I’m beginning to understand something that a few of our channeled sources have been attempting to convey and that is, the ease of finding a higher dimensional perspective and returning to such perspective continually once one reaches certain predetermined strides in their ascension processes. It is literally as if a light is being shone on former aspects of me and on the limitations of density that I’ve allowed myself to feed because I didn’t understand them properly.
Everything I’ve begun to discover that is of a higher dimensional nature is expanding in terms of my ability to easily access and re-access them as well as how powerfully and clearly they will make themselves known to me.
Astral travel is becoming much more refined and in depth, and I’m even discovering things about the true nature of this area around me as my third eye is permeated with impressions of what this land used to look like.
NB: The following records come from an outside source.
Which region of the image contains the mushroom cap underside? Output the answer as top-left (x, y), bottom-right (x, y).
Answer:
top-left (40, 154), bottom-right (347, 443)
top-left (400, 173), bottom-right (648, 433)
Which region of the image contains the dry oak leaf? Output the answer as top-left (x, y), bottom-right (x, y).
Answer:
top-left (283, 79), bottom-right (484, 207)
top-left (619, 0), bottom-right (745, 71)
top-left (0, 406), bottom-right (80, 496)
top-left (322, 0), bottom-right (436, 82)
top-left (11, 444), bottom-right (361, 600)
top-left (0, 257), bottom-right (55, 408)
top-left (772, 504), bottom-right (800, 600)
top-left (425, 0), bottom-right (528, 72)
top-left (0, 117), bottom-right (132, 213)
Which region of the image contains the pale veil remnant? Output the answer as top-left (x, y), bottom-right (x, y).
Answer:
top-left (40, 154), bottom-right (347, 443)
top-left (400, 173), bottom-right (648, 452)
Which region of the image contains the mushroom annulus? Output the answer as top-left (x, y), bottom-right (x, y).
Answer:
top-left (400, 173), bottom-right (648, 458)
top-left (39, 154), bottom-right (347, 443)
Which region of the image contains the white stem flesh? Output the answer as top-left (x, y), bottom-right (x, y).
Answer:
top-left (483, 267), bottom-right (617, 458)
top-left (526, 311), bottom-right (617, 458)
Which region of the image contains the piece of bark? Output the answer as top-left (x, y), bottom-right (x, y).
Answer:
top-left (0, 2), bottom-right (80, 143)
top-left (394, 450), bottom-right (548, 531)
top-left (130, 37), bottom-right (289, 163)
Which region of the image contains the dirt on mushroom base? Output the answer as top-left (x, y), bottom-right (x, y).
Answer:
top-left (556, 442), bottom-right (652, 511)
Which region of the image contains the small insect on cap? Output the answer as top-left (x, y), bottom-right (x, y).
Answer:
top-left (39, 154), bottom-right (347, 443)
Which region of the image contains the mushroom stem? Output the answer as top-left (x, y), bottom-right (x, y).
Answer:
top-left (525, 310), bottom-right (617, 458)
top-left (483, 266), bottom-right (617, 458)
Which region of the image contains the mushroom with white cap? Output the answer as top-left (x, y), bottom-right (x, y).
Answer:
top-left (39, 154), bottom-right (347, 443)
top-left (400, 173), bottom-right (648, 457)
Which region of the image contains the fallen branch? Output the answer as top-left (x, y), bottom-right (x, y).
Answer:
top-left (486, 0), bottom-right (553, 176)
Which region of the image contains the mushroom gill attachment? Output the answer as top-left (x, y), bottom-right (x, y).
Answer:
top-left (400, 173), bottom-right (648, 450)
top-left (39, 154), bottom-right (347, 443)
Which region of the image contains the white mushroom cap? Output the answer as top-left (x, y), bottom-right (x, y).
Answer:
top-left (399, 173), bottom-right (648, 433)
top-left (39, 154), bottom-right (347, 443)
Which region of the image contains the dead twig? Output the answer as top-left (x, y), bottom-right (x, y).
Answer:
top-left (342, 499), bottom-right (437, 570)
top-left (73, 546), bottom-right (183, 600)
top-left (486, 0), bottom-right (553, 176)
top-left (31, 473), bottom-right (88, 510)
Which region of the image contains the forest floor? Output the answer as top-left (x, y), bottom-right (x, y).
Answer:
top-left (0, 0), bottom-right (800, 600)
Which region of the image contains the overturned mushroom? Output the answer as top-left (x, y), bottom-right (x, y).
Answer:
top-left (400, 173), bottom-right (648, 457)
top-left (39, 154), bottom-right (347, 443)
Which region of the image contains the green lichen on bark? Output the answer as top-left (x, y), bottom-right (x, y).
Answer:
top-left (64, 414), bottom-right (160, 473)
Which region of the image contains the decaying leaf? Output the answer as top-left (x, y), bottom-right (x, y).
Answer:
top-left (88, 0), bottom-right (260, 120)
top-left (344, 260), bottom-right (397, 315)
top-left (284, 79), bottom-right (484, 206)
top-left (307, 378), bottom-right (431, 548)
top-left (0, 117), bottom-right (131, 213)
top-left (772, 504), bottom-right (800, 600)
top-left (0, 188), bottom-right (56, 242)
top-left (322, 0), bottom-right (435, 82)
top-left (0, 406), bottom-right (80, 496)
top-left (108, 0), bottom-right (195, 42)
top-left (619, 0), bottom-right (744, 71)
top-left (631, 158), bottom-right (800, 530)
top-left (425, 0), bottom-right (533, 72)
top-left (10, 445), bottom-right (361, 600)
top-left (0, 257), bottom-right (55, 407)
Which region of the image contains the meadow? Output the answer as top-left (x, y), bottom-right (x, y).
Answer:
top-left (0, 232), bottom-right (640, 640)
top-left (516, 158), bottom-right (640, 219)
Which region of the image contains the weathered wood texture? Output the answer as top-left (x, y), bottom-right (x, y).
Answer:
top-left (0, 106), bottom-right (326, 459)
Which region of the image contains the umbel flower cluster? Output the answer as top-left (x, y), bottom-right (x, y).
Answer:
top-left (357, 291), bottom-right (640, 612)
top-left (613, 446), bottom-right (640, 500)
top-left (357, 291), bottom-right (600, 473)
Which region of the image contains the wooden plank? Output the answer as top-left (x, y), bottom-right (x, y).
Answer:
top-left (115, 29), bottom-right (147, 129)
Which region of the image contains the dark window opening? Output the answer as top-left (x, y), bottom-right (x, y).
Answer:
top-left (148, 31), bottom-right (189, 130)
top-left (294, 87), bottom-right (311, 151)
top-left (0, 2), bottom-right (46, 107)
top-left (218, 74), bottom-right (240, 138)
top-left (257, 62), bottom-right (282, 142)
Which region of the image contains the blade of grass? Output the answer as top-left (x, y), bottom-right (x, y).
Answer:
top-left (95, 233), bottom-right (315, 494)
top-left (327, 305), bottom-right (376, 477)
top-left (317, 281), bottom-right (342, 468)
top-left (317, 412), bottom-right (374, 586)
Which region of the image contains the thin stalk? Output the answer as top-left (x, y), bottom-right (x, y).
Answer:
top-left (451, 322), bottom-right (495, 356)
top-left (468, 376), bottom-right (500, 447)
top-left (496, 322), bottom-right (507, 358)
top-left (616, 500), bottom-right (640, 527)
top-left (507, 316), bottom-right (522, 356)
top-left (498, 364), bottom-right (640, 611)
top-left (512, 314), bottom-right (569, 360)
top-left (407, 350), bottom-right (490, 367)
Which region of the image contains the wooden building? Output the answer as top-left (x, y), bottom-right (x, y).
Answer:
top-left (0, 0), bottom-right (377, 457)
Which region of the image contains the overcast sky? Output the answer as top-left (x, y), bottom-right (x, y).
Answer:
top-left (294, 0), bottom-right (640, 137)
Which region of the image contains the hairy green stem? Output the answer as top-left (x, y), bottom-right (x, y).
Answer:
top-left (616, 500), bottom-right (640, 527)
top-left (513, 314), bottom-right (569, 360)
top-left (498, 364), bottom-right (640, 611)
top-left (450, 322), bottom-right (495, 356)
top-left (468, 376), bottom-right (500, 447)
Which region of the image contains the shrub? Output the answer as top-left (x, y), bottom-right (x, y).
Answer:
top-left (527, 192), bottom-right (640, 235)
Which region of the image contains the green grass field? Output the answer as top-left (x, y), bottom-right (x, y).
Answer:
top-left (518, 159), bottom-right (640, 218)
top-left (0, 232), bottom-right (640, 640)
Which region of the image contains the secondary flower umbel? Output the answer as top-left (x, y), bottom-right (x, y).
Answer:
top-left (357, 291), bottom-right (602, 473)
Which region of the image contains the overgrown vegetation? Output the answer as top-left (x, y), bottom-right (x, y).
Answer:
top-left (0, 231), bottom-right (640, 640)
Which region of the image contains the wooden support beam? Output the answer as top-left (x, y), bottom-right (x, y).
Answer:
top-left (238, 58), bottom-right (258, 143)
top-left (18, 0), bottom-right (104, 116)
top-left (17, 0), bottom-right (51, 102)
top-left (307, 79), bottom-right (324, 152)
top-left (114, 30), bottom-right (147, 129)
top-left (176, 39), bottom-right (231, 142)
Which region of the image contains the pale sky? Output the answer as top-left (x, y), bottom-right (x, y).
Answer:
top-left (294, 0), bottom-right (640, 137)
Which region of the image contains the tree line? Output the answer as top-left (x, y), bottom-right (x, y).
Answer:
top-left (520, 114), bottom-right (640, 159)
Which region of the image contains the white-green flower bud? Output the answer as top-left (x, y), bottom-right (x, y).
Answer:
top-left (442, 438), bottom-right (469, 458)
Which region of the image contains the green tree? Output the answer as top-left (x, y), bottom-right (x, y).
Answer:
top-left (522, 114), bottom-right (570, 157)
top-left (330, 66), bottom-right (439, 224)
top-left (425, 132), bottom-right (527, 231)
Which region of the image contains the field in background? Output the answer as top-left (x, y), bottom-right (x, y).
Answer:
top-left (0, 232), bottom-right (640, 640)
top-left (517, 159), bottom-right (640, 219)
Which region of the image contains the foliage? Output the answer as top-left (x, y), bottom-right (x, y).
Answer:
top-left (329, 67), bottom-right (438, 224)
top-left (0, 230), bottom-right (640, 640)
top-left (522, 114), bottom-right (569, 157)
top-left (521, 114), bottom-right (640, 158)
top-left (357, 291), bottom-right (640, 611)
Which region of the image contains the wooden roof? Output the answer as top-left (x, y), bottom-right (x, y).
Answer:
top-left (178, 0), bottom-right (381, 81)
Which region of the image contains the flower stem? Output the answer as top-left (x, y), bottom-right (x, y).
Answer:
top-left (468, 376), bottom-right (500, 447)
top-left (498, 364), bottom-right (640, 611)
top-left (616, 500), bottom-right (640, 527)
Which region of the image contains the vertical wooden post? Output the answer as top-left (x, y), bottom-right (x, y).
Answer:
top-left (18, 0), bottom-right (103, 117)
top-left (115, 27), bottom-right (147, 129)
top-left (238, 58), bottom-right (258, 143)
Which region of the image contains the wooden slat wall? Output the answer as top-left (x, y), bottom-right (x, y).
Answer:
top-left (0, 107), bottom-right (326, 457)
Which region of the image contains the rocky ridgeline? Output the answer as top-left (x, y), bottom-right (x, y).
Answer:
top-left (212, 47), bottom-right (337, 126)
The beauty and the harmony exist within the forefront of my perception and I am happily leaving behind anything that is of a lower or twisted-up nature.
Personally, I am just not resonating with the energies accompanying hateful expression, arguing or generally behaving in an oppressive, un-allowing or patriarchal nature because they feel twisted-up and out of alignment with the higher realms to me.
They do not feel like the perspectives I wish to expose myself to or employ within myself any longer and rather, a supremely-pure Love and acceptance toward all those around me, no matter the perspectives they employ that I may disagree with, is replacing the very perceived need to “duke it out”, argue or express my opinion as if it were fact.
Even discussing such things fills me with an old, dense and outdated energy and I have to say to those who may still wish to argue over their beliefs; I had been used to doing the same thing but I’ve found it to be quite a bother and a chore.
I’m happy and secure in my knowing and in my Light and with that security, I know that truly nothing can hold me back from expressing my Light in the absolute purest forms possible and I know as well that while we all have different perspectives, we are integral pieces of a collective puzzle and this revelation turns-up the need for us to find and realize our inherent unity.
This is where my process is taking me at this point and it is hoped that the 12-12 impacted you all as profoundly as it did me, because I am still experiencing upgrades from this alignment and absorbing energies within myself that are just great. I’m finding a simplistic happiness at this point and truly, I need for nothing more.
Wes Annac – Still happy to be here in these most amazing of times.